Catriona wrote at Jul 21, 11:38 am

Shirley Henderson can do no wrong for me, either. She’s adorable, and I have no idea how she continues to look so young at her age.

Marc Warren is an entirely different kettle of fish, though. I liked him very much in Hustle, but that version of Dracula that he was in still haunts my nightmares sometimes. And not in a good way—which is almost ironic, what with it being Dracula. Why, oh why is it apparently impossible for someone (I’m looking at you, BBC) to do a proper adaptation of Dracula?

This episode, though, has me deeply conflicted. I loved Jackie in it, and I liked the sense that Rose, for all her apparent ferocity in defending Jackie, is actually not paying that much attention: after all, they were in Woolwich, so why didn’t she go and visit her mum? You got the impression Jackie hadn’t seen Rose for ages, and now even Mickey’s gone.

I did like the introduction of the idea that you can do an episode of Doctor Who with very little actual Doctor in it—though, in retrospect, both “Blink” (in season three) and “Turn Left” (in season four) were far, far better examples of that type of episode.

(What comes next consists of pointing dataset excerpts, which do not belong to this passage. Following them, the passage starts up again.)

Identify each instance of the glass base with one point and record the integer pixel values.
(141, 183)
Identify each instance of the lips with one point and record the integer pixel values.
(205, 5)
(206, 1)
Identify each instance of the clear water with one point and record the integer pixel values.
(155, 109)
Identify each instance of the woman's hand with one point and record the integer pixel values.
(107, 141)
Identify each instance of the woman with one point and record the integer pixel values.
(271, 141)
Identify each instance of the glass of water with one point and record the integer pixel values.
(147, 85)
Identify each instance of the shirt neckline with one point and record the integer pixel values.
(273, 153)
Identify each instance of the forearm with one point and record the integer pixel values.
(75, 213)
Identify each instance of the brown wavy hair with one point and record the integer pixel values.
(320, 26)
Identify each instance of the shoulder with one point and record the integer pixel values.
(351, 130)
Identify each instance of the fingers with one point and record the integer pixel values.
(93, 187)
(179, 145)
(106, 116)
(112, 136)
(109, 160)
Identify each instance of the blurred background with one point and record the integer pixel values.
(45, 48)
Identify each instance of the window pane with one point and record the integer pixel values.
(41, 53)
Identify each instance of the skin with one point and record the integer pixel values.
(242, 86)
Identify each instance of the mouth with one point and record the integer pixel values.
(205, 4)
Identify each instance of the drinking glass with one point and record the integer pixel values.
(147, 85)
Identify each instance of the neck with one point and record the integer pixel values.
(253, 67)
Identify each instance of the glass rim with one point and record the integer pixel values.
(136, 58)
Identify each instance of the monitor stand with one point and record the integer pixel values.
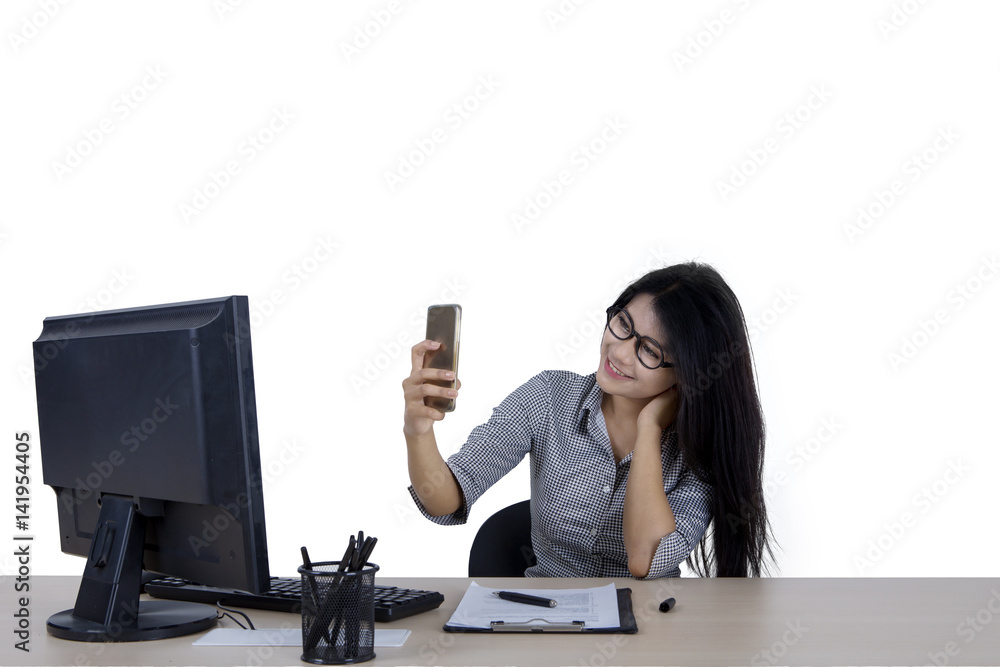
(107, 605)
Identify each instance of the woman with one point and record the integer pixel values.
(631, 464)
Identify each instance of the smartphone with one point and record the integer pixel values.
(444, 323)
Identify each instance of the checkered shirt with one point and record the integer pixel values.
(577, 489)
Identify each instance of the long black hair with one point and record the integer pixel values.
(719, 422)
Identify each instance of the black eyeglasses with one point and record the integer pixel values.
(648, 351)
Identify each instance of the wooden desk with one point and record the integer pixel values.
(716, 621)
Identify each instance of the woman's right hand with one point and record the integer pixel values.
(418, 419)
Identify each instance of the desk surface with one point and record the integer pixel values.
(776, 621)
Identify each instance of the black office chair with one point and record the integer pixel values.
(502, 547)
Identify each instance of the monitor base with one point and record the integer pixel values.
(157, 619)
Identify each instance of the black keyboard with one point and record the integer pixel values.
(391, 603)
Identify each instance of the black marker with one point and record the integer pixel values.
(524, 599)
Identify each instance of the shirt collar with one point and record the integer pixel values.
(590, 401)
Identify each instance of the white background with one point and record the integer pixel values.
(845, 95)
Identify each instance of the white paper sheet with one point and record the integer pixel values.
(596, 607)
(284, 637)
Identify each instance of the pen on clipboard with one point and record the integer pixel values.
(525, 599)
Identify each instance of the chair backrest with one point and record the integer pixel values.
(502, 547)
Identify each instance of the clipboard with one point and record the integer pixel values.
(626, 624)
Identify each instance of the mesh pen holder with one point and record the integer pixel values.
(338, 614)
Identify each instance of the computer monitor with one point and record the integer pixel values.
(148, 434)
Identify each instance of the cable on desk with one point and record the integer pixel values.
(220, 615)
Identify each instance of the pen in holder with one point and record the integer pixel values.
(338, 613)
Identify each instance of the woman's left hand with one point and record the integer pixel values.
(661, 411)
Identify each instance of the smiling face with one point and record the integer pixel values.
(620, 373)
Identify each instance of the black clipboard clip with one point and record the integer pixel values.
(537, 625)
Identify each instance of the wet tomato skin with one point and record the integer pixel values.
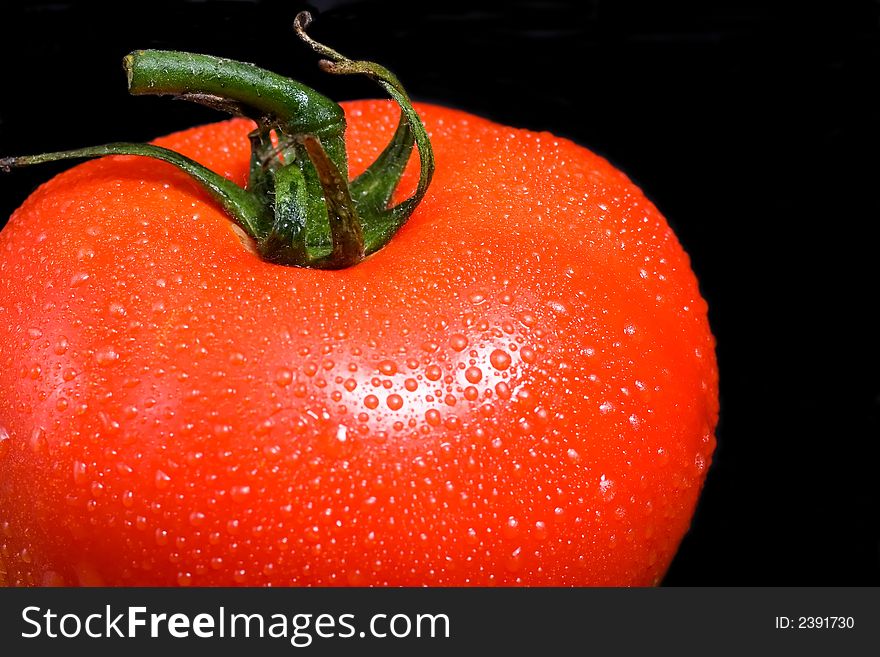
(520, 389)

But then the ending went and spoiled everything backwards for me. I can’t help but think what the Doctor did for Ursula is monstrous.

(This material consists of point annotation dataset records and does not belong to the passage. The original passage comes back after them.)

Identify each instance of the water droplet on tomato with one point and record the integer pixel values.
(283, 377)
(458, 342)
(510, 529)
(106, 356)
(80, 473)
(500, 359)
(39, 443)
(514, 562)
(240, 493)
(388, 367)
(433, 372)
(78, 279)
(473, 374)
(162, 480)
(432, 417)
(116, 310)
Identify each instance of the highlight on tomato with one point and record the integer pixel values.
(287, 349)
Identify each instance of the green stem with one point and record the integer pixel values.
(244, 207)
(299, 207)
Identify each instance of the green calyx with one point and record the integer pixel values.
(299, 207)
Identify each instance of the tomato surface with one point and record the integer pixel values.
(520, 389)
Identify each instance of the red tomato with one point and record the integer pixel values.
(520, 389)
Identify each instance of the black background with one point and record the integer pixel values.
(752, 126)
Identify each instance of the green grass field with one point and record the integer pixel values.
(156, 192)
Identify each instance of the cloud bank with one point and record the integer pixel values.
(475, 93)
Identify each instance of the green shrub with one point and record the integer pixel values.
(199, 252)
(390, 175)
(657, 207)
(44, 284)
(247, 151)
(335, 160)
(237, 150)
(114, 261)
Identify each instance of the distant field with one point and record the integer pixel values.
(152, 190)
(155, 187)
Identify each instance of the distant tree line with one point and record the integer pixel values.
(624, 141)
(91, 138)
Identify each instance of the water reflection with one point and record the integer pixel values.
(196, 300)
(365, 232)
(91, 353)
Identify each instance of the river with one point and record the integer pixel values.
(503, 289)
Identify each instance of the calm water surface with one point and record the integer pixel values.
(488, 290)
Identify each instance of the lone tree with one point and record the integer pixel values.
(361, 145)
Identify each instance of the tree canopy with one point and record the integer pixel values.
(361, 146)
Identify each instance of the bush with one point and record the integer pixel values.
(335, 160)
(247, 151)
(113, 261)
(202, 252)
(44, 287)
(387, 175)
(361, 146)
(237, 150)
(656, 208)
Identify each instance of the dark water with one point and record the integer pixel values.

Does she still have her own sentience and personality?

How will she like living as a paving stone—apparently forever, since she said she’d stopped aging?

If she’s not aging, does that make her a fixed point in time and space like Captain Jack? Because the Doctor said that was something of an abomination to him.

What will she do when Elton dies?

What happens if Elton becomes bored? Or leaves the house? Or travels? What does she do then?

I can’t believe the Doctor thought what he was doing was a boon.

4

Wendy wrote at Jul 21, 09:36 pm

i worried about all the same things for Ursula. Because quite frankly I can understand Elton getting sick of having a paving stone for a girlfriend pretty quickly. and then what happens to her….left at home while he’s out partying? Hung up on the wall as some interior decoration?

5

Catriona wrote at Jul 21, 09:52 pm

I know! She couldn’t even read a book—and, actually, I don’t think she even had ears, now I think about it. So even though she can hear Elton, she couldn’t even just hang there with an iPod on and listen to audio books or anything.

I suppose we’re meant to think that this is true love and true love is blind and all that jazz, but I’m a little too cynical to think that true love encompasses a paving stone.

We’ve seen the Doctor do some monstrous things (especially in season three, I think), but when he does monstrous things disguised as gifts, I begin to worry.

I hadn’t mentioned the unreliable narration aspect, but can that encompass paving-stone Ursula, anyway? We see her on the webcam, after all—she’s not just part of a verbal narrative. So is she a special effect? Or do we have to assume she’s real?

6

Matthew Smith wrote at Jul 22, 10:03 am

I thought this episode was great but it wasn’t Doctor Who. Like Nick said, we are seeing a story imagined by a Doctor Who fan: The whole thing ceases to exist at the end of the telling like a dream. You wake up going “phew I’m glad none of that really happened”.

7

Catriona wrote at Jul 22, 11:05 am

Do you think, Matt, that’s that’s a function of this specific story? Or is it simply a function of this being a story told with little active involvement by the Doctor? Because I’ve mentioned above that I thought the later Doctor-lite episodes were vastly superior to this one (and I remain unshaken in my devotion to “Blink,” as well as thinking that “Turn Left” was just one of the most distressing and heart-wrenching episodes of Doctor Who I’d ever seen).

But this one?

I was keen when I first saw it, and Marc Warren is good, especially in that final soliloquy. But even the first time I saw this, I thought the ending spoiled everything for me.